Still, the typical chain – and the typical cut for each player – looks something like this:
- Author: 10% (less their agent’s fee, which is typically 15% of that 10%. Bestselling authors get a slightly higher percentage)
- Publisher: 30% (which has to cover editorial work, graphic design and marketing)
- Printers: 10%
- Distributors: 10%
- Retailers: 40% (which seems like a lot until you factor in bookshop rent and salaries)
Traditional publishers don’t necessarily deal directly with booksellers, or certainly not with every bookseller in the country – they use distributors. At Text Publishing, I guess through some sort of contractual arrangement, they use the distributors of the big multi-national firm, Penguin Random House.
Yesterday I visited the Melbourne office of Penguin Random House, to pitch my book to the distributors. Two other Text authors were there too (keep an eye out next May for Robbie Arnott’s novel Flames and Jessie Cole’s memoir Staying) as were Text Publisher Michael Heyward and an enthusiastic group of Text publicists.

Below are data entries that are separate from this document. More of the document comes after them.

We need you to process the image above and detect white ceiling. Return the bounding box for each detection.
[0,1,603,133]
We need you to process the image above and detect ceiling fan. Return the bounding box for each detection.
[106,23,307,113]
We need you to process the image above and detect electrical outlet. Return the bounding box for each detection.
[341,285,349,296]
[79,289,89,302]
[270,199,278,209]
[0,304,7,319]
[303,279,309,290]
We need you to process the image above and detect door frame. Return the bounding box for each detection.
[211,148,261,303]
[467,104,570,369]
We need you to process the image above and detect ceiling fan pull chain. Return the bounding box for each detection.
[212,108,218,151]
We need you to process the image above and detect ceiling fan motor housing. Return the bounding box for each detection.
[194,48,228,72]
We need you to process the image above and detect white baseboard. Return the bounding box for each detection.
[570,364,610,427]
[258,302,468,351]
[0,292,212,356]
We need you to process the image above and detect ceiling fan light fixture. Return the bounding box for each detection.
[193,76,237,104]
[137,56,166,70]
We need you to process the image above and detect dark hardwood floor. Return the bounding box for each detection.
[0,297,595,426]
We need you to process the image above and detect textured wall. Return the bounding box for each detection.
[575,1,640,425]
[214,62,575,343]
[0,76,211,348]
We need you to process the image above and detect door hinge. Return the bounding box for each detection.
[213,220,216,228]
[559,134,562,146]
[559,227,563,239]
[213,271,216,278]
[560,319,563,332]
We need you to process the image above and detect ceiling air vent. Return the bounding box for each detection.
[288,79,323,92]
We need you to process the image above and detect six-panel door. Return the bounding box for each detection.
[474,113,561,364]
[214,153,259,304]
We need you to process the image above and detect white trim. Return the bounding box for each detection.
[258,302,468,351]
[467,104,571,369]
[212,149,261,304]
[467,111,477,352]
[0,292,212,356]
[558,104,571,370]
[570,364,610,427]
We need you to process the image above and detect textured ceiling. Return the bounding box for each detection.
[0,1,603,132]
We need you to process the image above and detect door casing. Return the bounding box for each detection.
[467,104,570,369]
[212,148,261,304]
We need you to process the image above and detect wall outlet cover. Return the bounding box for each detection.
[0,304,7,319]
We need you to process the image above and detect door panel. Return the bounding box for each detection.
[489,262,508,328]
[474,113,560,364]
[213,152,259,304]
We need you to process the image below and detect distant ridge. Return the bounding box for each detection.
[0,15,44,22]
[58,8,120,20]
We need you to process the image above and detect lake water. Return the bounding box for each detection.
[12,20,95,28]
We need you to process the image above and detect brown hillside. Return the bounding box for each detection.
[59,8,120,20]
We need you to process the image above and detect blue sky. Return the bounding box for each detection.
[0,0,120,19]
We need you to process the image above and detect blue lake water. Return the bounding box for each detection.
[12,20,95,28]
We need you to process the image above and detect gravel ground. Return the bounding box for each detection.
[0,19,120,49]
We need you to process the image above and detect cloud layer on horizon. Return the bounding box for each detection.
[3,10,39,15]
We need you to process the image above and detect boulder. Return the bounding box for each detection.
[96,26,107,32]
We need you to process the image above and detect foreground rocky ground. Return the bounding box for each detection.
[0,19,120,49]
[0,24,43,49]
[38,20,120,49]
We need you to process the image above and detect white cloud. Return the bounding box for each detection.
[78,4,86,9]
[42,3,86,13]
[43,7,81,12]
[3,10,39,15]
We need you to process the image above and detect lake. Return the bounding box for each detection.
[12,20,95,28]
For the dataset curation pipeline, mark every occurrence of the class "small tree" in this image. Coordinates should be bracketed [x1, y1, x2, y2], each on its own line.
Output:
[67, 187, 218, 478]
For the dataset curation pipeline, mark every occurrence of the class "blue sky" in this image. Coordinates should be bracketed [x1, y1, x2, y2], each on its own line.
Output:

It was kind of fun. There were probably about a dozen or more people squeezed into a small meeting room and each author was wheeled in, then out again, one at a time. Michael Heyward made some flattering introductory remarks and then I had about 10 minutes to talk about my book, and why I’d written it. Apparently having some insights into the story and its author helps the distributors sell the book to retailers.
It was something of a leap of faith for Text, who had never heard me speak and didn’t know what I was going to say. But the distributors were a friendly crowd, who helped by nodding and smiling and asking easy questions at the end. I think it went OK.
And if you’re the least bit worried about the state of international publishing houses, relax a little.
The picture above is of Penguin Random House’s Melbourne office (707 Collins St, Docklands). The office is enormous and gorgeous. To the left and right of the internal courtyards (there is definitely more than one) are tier after tier of open plan cubicles. I presume there are offices too – I wasn’t able to explore!
Text Publishing’s offices are far more modest, but still take up the whole top floor of a lovely art deco building in Melbourne, called Swann House (see photo at right).
By coincidence, my day-job company – always only a very small firm – had offices in Swann House during the 1990s. And to stretch credulity further, my day-job company subsequently moved from Swann House to a terrace house in Drummond Street, Carlton (which is where they were when I joined – we’ve since moved yet again). That house at 203 Drummond Street was the former premises of legendary publishers McPhee-Gribble. You wouldn’t read about it!